Out there today Daley still with him. No apparent ghosts out here on the bright river, but Daley had the lines for the season of Albert’s tragedy:
O dead men, long-outthrust
From light and life and song—
O kinsmen in the dust …
The sunk pylons for the new Macleay bridge, which would make the punt unnecessary by the start of winter, rose from the green river like columns from a sunk civilisation.
Some time lat
er that day, he was delivering in Rudder Street, East Kempsey, when he saw a covered hawker’s wagon swaying up the road out of the Dock Flat swamp. One of the Habashes. He reined Pee Dee in to the side and got down from the dray. He could see bloody Bandy at the reins of his green wagon all right. Coming back to town after palavering the poor women of Pola Creek.
A bracing anger rose in Tim at the sight of that failed Punjabi jockey.

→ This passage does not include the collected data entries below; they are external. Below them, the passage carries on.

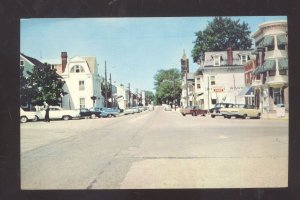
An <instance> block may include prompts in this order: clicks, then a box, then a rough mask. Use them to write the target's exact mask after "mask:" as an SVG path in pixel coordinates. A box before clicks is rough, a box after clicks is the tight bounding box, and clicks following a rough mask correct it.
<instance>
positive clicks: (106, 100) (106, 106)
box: [105, 61, 107, 108]
mask: <svg viewBox="0 0 300 200" xmlns="http://www.w3.org/2000/svg"><path fill="white" fill-rule="evenodd" d="M105 107H106V108H107V72H106V61H105Z"/></svg>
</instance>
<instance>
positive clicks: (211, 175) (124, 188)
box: [21, 107, 288, 189]
mask: <svg viewBox="0 0 300 200" xmlns="http://www.w3.org/2000/svg"><path fill="white" fill-rule="evenodd" d="M287 178H288V121H287V120H267V119H260V120H257V119H246V120H243V119H223V118H215V119H212V118H210V117H201V116H197V117H192V116H186V117H183V116H182V115H181V114H180V113H178V112H175V111H164V110H163V109H162V107H157V108H156V109H155V111H145V112H142V113H138V114H134V115H126V116H120V117H116V118H110V119H108V118H100V119H82V120H70V121H51V122H50V123H45V122H29V123H26V124H21V188H22V189H120V188H121V189H128V188H129V189H136V188H251V187H255V188H261V187H262V188H266V187H286V186H287Z"/></svg>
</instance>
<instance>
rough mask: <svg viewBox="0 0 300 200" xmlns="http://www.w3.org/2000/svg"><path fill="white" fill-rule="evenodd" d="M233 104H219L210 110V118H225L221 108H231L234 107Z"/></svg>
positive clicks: (221, 103) (231, 103)
mask: <svg viewBox="0 0 300 200" xmlns="http://www.w3.org/2000/svg"><path fill="white" fill-rule="evenodd" d="M233 106H234V104H233V103H217V104H216V105H215V107H214V108H211V109H209V112H210V116H211V117H212V118H215V117H216V116H223V115H222V114H221V112H220V109H221V108H231V107H233Z"/></svg>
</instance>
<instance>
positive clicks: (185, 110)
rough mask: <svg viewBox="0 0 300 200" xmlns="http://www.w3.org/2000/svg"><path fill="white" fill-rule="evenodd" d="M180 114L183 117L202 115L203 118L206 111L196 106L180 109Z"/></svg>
mask: <svg viewBox="0 0 300 200" xmlns="http://www.w3.org/2000/svg"><path fill="white" fill-rule="evenodd" d="M180 113H181V114H182V115H183V116H185V115H192V116H197V115H202V116H205V115H206V114H207V110H204V109H201V108H199V107H198V106H191V107H186V108H181V109H180Z"/></svg>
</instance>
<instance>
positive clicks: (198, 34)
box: [192, 17, 252, 62]
mask: <svg viewBox="0 0 300 200" xmlns="http://www.w3.org/2000/svg"><path fill="white" fill-rule="evenodd" d="M250 33H251V31H250V27H249V25H248V24H247V23H245V22H243V23H240V20H233V19H231V18H229V17H215V18H214V19H213V21H211V22H209V23H208V26H207V27H206V29H205V30H203V31H198V32H196V33H195V35H196V36H197V38H196V41H194V44H195V45H194V48H193V50H192V57H193V61H194V62H197V61H198V60H199V58H200V55H201V54H204V52H207V51H225V50H226V49H227V48H228V47H231V49H232V50H246V49H249V48H251V45H252V42H251V38H250Z"/></svg>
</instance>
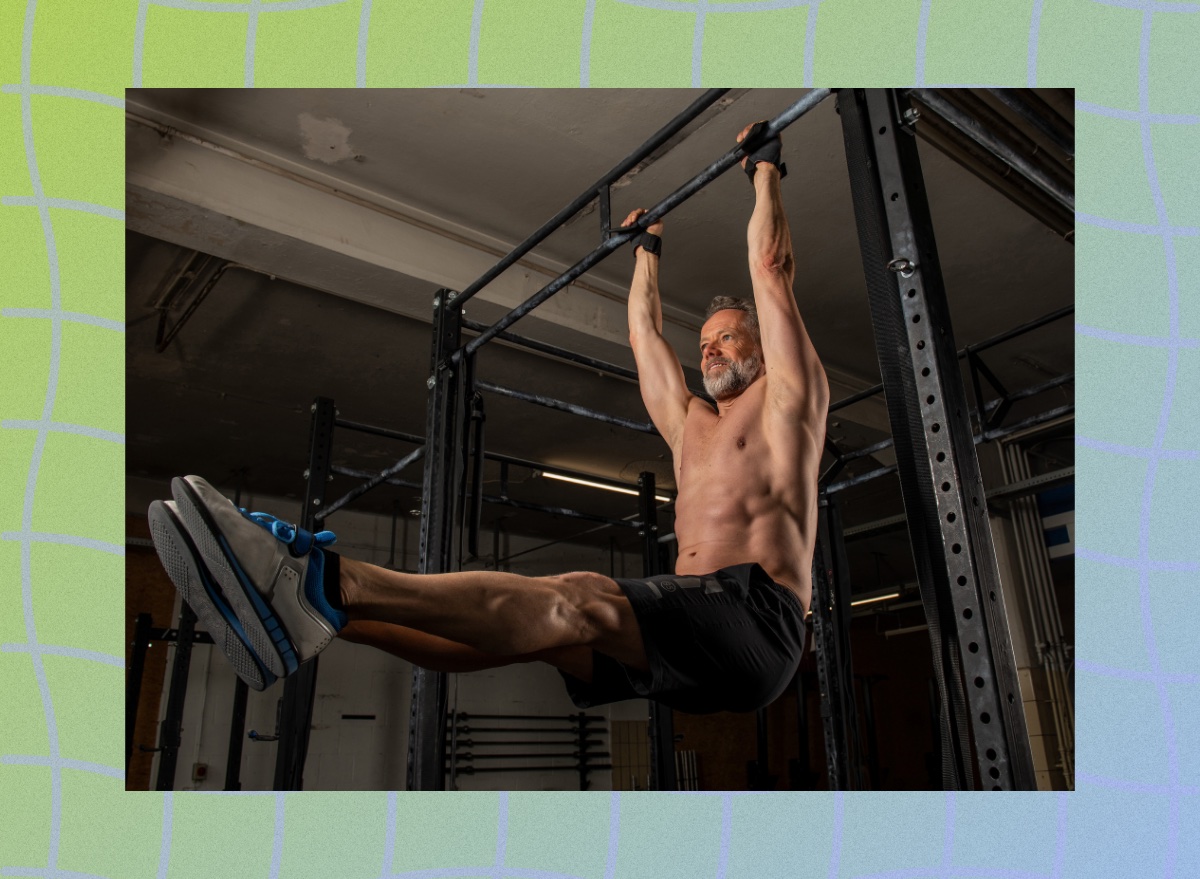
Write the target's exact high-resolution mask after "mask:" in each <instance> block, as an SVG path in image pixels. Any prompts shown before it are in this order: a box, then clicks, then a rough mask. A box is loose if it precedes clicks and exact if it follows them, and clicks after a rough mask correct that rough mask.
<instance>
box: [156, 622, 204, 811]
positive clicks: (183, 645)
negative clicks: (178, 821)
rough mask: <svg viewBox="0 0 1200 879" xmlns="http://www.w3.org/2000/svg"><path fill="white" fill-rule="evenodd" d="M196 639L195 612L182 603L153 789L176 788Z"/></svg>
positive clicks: (158, 732) (165, 789)
mask: <svg viewBox="0 0 1200 879" xmlns="http://www.w3.org/2000/svg"><path fill="white" fill-rule="evenodd" d="M194 640H196V612H194V611H193V610H192V609H191V608H190V606H188V605H187V602H184V603H182V604H181V606H180V611H179V635H178V636H176V640H175V662H174V664H173V665H172V666H170V688H169V690H168V693H167V713H166V716H164V717H163V719H162V725H161V726H160V728H158V751H160V752H161V753H160V755H158V776H157V779H156V781H155V790H174V789H175V766H176V763H178V760H179V745H180V741H181V740H182V735H184V702H185V701H186V700H187V672H188V670H190V669H191V665H192V642H193V641H194Z"/></svg>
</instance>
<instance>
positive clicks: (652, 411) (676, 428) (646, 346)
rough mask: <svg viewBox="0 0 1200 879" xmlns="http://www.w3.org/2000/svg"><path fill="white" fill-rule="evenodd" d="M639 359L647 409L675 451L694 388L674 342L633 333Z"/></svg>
mask: <svg viewBox="0 0 1200 879" xmlns="http://www.w3.org/2000/svg"><path fill="white" fill-rule="evenodd" d="M630 341H631V343H632V346H634V358H635V359H636V360H637V384H638V388H640V389H641V391H642V402H644V403H646V411H647V412H648V413H649V415H650V420H652V421H654V426H655V427H658V429H659V432H660V433H661V435H662V438H664V440H666V441H667V444H668V446H671V448H672V450H674V447H676V444H677V442H678V440H679V438H680V437H682V436H683V423H684V419H685V418H686V415H688V403H689V401H690V400H691V391H690V390H688V384H686V382H685V381H684V377H683V366H682V365H680V364H679V358H678V357H677V355H676V353H674V349H673V348H672V347H671V345H670V343H668V342H667V341H666V340H665V339H664V337H662V336H661V335H659V334H658V333H654V334H647V335H634V336H632V337H631V340H630Z"/></svg>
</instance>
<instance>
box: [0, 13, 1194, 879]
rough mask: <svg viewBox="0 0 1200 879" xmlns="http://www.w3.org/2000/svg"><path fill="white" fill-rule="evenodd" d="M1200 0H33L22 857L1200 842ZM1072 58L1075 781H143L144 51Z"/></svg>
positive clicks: (303, 854)
mask: <svg viewBox="0 0 1200 879" xmlns="http://www.w3.org/2000/svg"><path fill="white" fill-rule="evenodd" d="M1198 55H1200V4H1195V2H1151V1H1148V0H1147V1H1141V0H988V1H986V2H985V1H984V0H955V1H954V2H952V1H950V0H938V1H937V2H932V1H931V0H926V1H925V2H920V1H919V0H912V1H904V0H823V1H820V0H812V1H811V2H796V1H793V0H758V1H757V2H756V1H754V0H745V1H742V2H703V1H701V0H552V1H545V2H539V1H536V0H440V1H439V2H431V1H430V0H420V1H418V0H276V1H271V0H252V1H248V2H246V1H244V2H221V1H218V0H103V1H102V2H95V1H92V0H36V1H35V0H28V2H26V1H24V0H0V365H2V372H0V875H29V877H113V878H115V877H170V878H173V879H182V878H184V877H191V875H197V877H202V875H203V877H212V875H234V877H259V875H262V877H271V878H272V879H274V878H275V877H307V875H313V877H317V875H320V877H329V875H338V877H342V875H344V877H380V879H382V878H384V877H412V878H413V879H416V878H418V877H420V878H422V879H434V878H436V877H530V878H533V879H539V878H540V879H550V878H552V877H553V878H556V879H557V878H560V877H588V878H594V879H616V878H622V879H624V878H628V877H655V878H656V879H658V878H662V877H689V878H694V877H708V875H712V877H718V878H719V879H720V878H724V877H808V875H815V877H860V878H865V877H871V878H872V879H908V878H916V877H943V878H949V877H997V878H1007V877H1012V878H1014V879H1016V878H1020V879H1031V878H1038V879H1040V878H1045V879H1058V878H1060V877H1098V875H1114V877H1133V875H1138V877H1169V878H1170V877H1192V875H1200V842H1198V835H1196V833H1195V827H1198V826H1200V796H1198V794H1200V646H1198V645H1200V639H1196V638H1195V624H1194V614H1193V608H1194V605H1193V604H1192V602H1194V600H1195V596H1196V590H1195V584H1196V579H1198V578H1196V575H1198V572H1200V542H1198V540H1196V531H1198V530H1196V525H1198V516H1196V504H1195V501H1194V498H1195V496H1196V489H1198V488H1200V485H1198V483H1200V466H1198V461H1196V456H1198V452H1200V395H1198V393H1196V389H1198V383H1200V305H1198V299H1200V173H1198V163H1200V162H1198V156H1200V116H1198V114H1200V73H1198V66H1196V58H1198ZM844 83H853V84H856V85H902V84H926V85H943V84H971V85H1008V86H1025V85H1039V86H1073V88H1075V89H1076V90H1078V91H1076V100H1078V106H1076V110H1078V112H1076V116H1078V120H1076V121H1078V132H1079V133H1078V140H1079V160H1078V165H1079V172H1078V205H1079V215H1078V245H1076V257H1078V267H1079V270H1078V303H1079V310H1078V313H1076V359H1078V366H1079V370H1078V372H1079V375H1078V405H1079V418H1078V440H1076V443H1078V447H1079V465H1078V466H1079V483H1078V484H1079V507H1078V510H1079V512H1078V521H1076V562H1078V575H1079V576H1078V581H1079V586H1078V602H1079V629H1078V633H1076V635H1078V638H1076V640H1078V652H1079V656H1078V660H1076V680H1078V688H1076V693H1078V704H1079V711H1078V713H1079V736H1078V754H1076V766H1078V779H1076V781H1078V790H1076V791H1074V793H1070V794H1040V795H1034V794H1013V795H1004V796H989V797H984V796H982V795H976V794H942V793H929V794H878V793H874V794H865V795H864V794H846V795H841V794H828V793H814V794H694V795H689V794H678V795H673V794H637V795H624V796H622V795H618V794H600V793H598V794H571V795H565V794H400V795H396V794H319V793H305V794H245V795H241V794H236V795H234V794H230V795H224V794H211V795H203V794H194V795H190V794H179V795H174V794H166V795H163V794H149V793H143V794H126V793H125V791H124V782H122V775H124V773H122V770H121V769H120V765H121V741H122V735H124V731H122V726H121V719H122V713H124V712H122V711H121V706H122V702H124V689H122V682H124V668H122V666H124V659H122V657H124V648H122V644H121V638H122V634H121V632H122V622H121V620H122V609H121V600H122V599H121V596H122V581H121V573H122V570H121V569H122V555H124V537H122V533H121V532H122V526H121V524H122V507H124V503H122V470H124V467H122V466H121V465H122V456H124V442H125V440H124V435H122V431H124V427H122V417H121V415H122V412H124V396H122V381H121V375H122V371H121V349H122V343H124V327H122V309H121V301H122V288H121V277H122V267H124V259H122V245H124V237H122V235H124V231H122V223H121V220H122V219H124V213H122V205H124V199H122V167H124V166H122V136H124V124H122V108H124V89H125V88H127V86H138V85H145V86H209V85H222V86H254V85H258V86H266V85H272V86H278V85H296V86H300V85H304V86H326V85H328V86H335V85H337V86H341V85H355V84H356V85H365V86H428V85H473V86H488V85H535V86H580V85H586V86H635V85H636V86H688V85H692V86H700V85H706V86H707V85H739V86H749V85H773V86H802V85H840V84H844Z"/></svg>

He walked out and waited in the middle of the road. He raised his arms and couldn’t help calling out, “Get round me if you can, you little ruffian!”
Bandy Habash waved joyously at this prospect of reunion. He drew up, and Tim walked to the side of the green wagon with its tin canopy and stared up at him.
“I wanted to know … What in the bloody hell are you doing telling these lies about me?”
Bandy put on a wonderful, melodramatic frown.
“This stuff about Albert is all rubbish and flummery, and it makes me ashamed. What in God’s name were you doing going to Ernie bloody Malcolm?”
“Mr. Shea, after our adventure I was simply full of admiration …”
“What bloody for? Might as well admire a man for making the tea or emptying a jerry. You’ve made a bloody fool of me!”
Tim kicked one of the wheels of the hawker’s wagon.
“My dear old chap, may I get down and talk to you?”
“What do you bloody well think? I’m looking for an explanation.”
Bandy worked himself trimly out of his seat and fell gracefully to the road. Wholly and neatly in front of Tim.
“I watched you in your movements, Mr. Shea. In all respects I thought they were the movements of a hero.”
“I was not anything in my movements. I hung back. You were the person who fixed his horse!”
“I was well-educated in the English language, Mr. Shea. I have read Scott, Dickens and Thackeray, in all of whom such sentiments as I expressed to Mr. Malcolm are common.”